How Payday Loans Compare to Other Forms of Short Term Financing
Many payday loan lenders present the interest in the form of an APR. At first glance, it can seem to be daunting. While it is higher than the typical rate, keep in mind that what you end up repaying is often less than what you would pay by using a credit card and then paying off the balance over several months. It’s also often less expensive than choosing to pay pressing debts late and incurring significant late fees and other penalties. In this sense, opting for a payday loan may be the most cost-effective solution.
Payday Loans Can Help You Protect Your Credit Score
It’s true that lenders of payday loans rarely if ever report payment activity to the major credit bureaus. From that perspective, this type of loan will not help you improve your credit score. However, it can protect your present score.
The most important benefit to your credit score is that other creditors do not end up submitting negative information to the credit bureaus.
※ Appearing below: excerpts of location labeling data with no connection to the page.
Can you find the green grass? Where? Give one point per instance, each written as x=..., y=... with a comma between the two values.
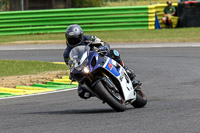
x=133, y=36
x=135, y=2
x=19, y=67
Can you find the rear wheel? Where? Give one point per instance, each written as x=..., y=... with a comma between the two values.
x=141, y=99
x=110, y=97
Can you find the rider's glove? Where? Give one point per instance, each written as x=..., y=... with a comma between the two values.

Since you used the money from the payday loan to settle the debts on or before their due dates, those creditors will report that you honored those obligations on time.
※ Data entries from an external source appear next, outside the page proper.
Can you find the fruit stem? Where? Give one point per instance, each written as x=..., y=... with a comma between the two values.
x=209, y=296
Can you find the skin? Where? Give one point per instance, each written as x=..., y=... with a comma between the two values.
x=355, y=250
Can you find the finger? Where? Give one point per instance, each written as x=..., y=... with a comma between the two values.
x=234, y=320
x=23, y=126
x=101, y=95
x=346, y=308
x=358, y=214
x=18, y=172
Be mindful of the fact that many lenders, including payday loan lenders, may initiate what’s known as a hard credit inquiry. That could temporarily lower your credit score by a few points. When you approach the lender, do ask they will pull a hard credit inquiry. That will help you decide if you want to continue with preparing an application, or if you want to look for a lender who will not pull this type of inquiry.
Remember that your goal is to obtain the financing needed to take care of a pressing obligation. Feel free to ask questions and weigh the responses before making any type of commitment. As long as you understand what to expect and the nature of the obligation that you’re taking on, get the money and pay off the debt on time. Doing so will make it all the easier to know where to turn if the need for another loan arises in the future.